Project S requires an initial outlay at t = 0 of $10,000, and its expected cash flows would be $6,500 per year for 5 years. Mutually exclusive Project L requires an initial outlay at t = 0 of $50,000, and its expected cash flows would be $13,750 per year for 5 years. If both projects have a WACC of 16%, which project would you recommend? Select the correct answer. a. Project L, since the NPVL > NPVS. b. Project S, since the NPVS > NPVL. c. Neither Project S nor L, since each project's NPV < 0. d. Both Projects S and L, since both projects have NPV's > 0. e. Both Projects S and L, since both projects have IRR's > 0.
S:
Present value of inflows=cash inflow*Present value of discounting factor(rate%,time period)

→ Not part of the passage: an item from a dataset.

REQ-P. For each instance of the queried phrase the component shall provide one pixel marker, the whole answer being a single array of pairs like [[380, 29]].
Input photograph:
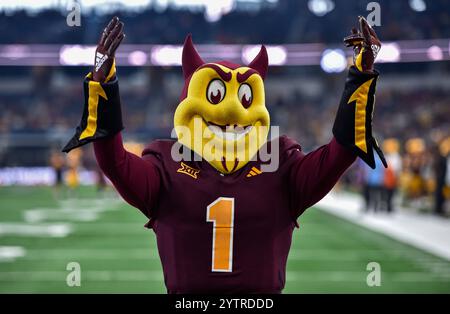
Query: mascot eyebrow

=6500/1.16+6500/1.16^2+6500/1.16^3+6500/1.16^4+6500/1.16^5
=21282.91
NPV=Present value of inflows-Present value of outflows
=21282.91-10,000
=$11282.91(Approx)
L:
Present value of inflows=cash inflow*Present value of discounting factor(rate%,time period)
=13750/1.16+13750/1.16^2+13750/1.16^3+13750/1.16^4+13750/1.16^5
=45021.54
NPV=Present value of inflows-Present value of outflows
=45021.54-50,000
=-4978.46(Approx)(Negative)
Hence S must be chosen having positive and higher NPV.
Hence the correct option is:
b. Project S, since the NPVS > NPVL.